Relationships / Family:
- Bran – No call from him yesterday... so, no idea how (or if) the meeting with the landlord went down. I'll probably hear from him today, though.
- The Unicorn – Nothing new to report.
Relationships / Sweeties:
[ I took out the section on sweetie bio's, the whole 'sweetie' thing never really worked out. I only ended up with a bunch of one night stands. I'm giving up on sweeties. ]
- Recent Encounters – Nothing new to report.
- Updates on Favorites -  

- Blue Falcon – Once again, above and beyond the call of duty. I mean, yeah, he was in the neighborhood anyway to get gas, but!  
The lid for my large pan popped it's nob and I needed the Blue Falcon's amazing screwdriver kit to get it back on. So he stopped in for the two minutes it took to give me a functioning lid again. And a hug. And then he was gone.
I'm so fucking useless.




- Sweeties -
- Bear – We texted a bit last night, which was important. It had been a few days since I'd checked on him and I do want him to know that he's important to me. I want him to know that I think about him when he's gone and that it's not just all about when he has his hand in my pussy.
We chitter chatted a bit about our next date. Me getting him addicted to a new show (Dollhouse) and setting him up with my amazing secret recipe popcorn while doing it (white chocolate). We're both excited. Now it's just a matter of when he'll make it out to see me again.

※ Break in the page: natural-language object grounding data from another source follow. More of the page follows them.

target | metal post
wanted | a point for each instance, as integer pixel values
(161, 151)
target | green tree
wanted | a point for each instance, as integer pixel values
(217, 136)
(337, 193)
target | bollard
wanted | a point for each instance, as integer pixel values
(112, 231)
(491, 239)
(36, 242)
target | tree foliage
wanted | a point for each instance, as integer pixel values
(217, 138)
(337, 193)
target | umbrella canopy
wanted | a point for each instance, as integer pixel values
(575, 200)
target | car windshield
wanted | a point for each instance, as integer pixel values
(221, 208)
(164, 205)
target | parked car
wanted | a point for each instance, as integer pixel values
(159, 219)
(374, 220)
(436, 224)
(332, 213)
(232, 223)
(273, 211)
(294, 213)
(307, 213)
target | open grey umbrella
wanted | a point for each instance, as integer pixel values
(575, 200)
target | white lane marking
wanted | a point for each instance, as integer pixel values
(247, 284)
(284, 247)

It's also a matter of how many episodes will we get through before he's ripping my clothes off, LOL.
I'm okay with all of the above.
Relationships / Just Friends:
Nothing new to report.
Relationships / Potentials and Honorable Mentions:
- The One-Timers – Nothing...
- The Hopefuls - … new to...
- Honorable Mentions - … report.
End Notes:  
I'm just getting into second coffee now... starting to perk up a bit.
I have a feeling this is going to be another zero energy to do anything productive day, again.
Somehow I need to be okay with that.